Trump profetiza fim do regime cubano e revela diálogos com Havana
Durante uma cúpula realizada em Miami com líderes da direita latino-americana, o ex-presidente dos Estados Unidos, Donald Trump, fez declarações impactantes sobre o futuro de Cuba. Ele afirmou que "Cuba está em seus últimos momentos de vida como é agora; terá uma grande vida nova, mas está em seus últimos momentos de vida como é", sinalizando uma transformação iminente para a ilha caribenha.
Negociações em andamento e foco no Irã
Trump revelou que ele e seu secretário de Estado, Marco Rubio, estão ativamente "negociando" com o governo de Havana. No entanto, ele ressaltou que sua "atenção neste momento" está prioritariamente voltada para o conflito com o Irã, um tema que domina a agenda internacional. O ex-presidente expressou otimismo, dizendo que "espera com entusiasmo a grande mudança que em breve chegará a Cuba", mas também destacou a complexidade das relações históricas, mencionando que ouve falar sobre Cuba desde sua infância, há cerca de 50 anos.
Contexto do bloqueio energético e crise em Cuba
As declarações de Trump ocorrem em um momento crítico para Cuba. Após a captura de Nicolás Maduro pelas forças norte-americanas na Venezuela, a ilha deixou de receber petróleo venezuelano, sua principal fonte de energia. Em resposta, Trump anunciou a imposição de tarifas para qualquer país que forneça petróleo a Cuba, criando um bloqueio energético que tem agravado significativamente a crise social e econômica do país. Esta medida reforça a pressão internacional sobre o regime cubano, buscando acelerar mudanças políticas.

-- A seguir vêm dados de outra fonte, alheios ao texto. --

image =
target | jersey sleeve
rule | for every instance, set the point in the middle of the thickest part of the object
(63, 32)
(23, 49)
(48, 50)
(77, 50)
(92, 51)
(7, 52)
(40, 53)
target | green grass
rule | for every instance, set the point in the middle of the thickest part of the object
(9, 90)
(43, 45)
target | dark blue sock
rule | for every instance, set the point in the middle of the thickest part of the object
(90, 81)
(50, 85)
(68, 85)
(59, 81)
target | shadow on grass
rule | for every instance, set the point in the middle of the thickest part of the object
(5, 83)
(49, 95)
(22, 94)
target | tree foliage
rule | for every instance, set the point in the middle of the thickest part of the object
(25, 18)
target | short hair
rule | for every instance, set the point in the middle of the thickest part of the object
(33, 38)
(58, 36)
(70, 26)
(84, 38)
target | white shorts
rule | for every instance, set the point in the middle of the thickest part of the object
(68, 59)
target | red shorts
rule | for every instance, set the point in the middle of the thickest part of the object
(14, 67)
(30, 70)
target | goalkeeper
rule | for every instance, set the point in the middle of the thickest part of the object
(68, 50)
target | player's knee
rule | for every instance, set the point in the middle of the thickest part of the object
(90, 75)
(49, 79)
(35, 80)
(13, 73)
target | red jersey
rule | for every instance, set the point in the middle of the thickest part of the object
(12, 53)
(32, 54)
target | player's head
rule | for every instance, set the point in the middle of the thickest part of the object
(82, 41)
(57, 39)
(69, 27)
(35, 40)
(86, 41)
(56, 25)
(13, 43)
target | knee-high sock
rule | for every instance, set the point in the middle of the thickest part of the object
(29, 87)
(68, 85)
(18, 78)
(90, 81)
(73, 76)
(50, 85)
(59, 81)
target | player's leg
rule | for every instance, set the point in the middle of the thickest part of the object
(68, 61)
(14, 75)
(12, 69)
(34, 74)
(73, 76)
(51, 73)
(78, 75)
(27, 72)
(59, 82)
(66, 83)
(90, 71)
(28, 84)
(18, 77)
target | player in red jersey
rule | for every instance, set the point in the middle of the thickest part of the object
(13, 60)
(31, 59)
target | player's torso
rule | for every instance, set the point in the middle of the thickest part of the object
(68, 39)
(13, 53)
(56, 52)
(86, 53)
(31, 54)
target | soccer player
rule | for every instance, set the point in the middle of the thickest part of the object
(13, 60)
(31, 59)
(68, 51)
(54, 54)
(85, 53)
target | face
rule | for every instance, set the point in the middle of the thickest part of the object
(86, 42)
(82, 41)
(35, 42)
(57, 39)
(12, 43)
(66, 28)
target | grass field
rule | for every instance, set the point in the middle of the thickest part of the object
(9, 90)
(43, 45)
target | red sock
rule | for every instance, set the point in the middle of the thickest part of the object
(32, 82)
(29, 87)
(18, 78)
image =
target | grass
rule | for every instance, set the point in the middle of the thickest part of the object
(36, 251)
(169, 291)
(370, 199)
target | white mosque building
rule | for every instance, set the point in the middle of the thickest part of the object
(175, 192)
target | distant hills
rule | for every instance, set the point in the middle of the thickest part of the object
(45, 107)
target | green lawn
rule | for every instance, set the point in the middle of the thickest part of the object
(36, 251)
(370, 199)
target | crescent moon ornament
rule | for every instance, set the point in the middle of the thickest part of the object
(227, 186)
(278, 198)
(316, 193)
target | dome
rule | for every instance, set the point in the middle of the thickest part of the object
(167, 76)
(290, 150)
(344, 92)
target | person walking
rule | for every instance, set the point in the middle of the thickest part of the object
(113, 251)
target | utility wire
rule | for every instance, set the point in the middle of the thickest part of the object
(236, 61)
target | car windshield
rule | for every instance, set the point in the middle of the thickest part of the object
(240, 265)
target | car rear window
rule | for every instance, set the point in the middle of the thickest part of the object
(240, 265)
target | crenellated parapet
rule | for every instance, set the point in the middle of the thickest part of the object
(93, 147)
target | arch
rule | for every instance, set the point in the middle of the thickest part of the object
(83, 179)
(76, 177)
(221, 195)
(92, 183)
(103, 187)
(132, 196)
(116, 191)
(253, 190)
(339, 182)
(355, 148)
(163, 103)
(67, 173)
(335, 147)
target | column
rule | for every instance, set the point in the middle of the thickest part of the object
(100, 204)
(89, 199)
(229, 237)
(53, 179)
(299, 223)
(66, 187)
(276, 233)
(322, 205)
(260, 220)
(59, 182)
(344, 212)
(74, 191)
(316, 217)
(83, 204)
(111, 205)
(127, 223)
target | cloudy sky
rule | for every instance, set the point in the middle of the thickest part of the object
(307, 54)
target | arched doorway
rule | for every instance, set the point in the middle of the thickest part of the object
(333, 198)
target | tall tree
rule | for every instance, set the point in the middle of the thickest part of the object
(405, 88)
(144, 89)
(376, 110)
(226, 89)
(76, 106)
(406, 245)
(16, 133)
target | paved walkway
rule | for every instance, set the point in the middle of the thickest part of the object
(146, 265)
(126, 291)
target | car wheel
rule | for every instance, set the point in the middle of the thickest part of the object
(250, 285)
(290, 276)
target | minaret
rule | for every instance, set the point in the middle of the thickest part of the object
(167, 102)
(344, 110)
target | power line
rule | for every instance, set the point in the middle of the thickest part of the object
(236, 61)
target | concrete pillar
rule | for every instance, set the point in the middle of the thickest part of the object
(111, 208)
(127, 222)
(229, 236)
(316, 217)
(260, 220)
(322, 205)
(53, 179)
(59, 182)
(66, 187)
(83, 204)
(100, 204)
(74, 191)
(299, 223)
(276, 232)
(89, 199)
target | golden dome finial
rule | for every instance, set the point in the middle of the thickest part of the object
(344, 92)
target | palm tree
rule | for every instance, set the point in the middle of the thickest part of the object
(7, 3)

Participantes da cúpula em Miami
A cúpula organizada por Trump reuniu uma série de presidentes e líderes da América Latina, demonstrando um alinhamento regional com as políticas norte-americanas. Entre os participantes estavam:
- Javier Milei, da Argentina
- Rodrigo Paz, da Bolívia
- Rodrigo Chaves, da Costa Rica
- Luis Abinader, da República Dominicana
- Daniel Noboa, do Equador
- Nayib Bukele, de El Salvador
- Irfaan Ali, da Guiana
- Nasry Asfura, de Honduras
- José Raúl Mulino, do Panamá
- Santiago Peña, do Paraguai
- Kamla Persad‑Bissessar, primeira-ministra de Trinidad e Tobago
Além disso, participou o presidente eleito do Chile, José Antonio Kast, que deve tomar posse na próxima quarta-feira, conforme informado pela agência de notícias EFE. Este encontro reforça os laços entre os Estados Unidos e governos conservadores na região, em um contexto de tensões geopolíticas.
Implicações e perspectivas futuras
As palavras de Trump sugerem uma estratégia dupla: por um lado, negociações diretas com Cuba visando uma transição política; por outro, a manutenção de sanções econômicas, como o bloqueio energético, para forçar mudanças. A situação em Cuba permanece instável, com a população enfrentando escassez e dificuldades crescentes. Enquanto isso, a atenção global também se volta para o conflito com o Irã, indicando que a política externa norte-americana está focada em múltiplas frentes. O desfecho dessas negociações e o impacto das medidas de pressão sobre Cuba serão cruciais para o futuro da ilha e das relações internacionais na América Latina.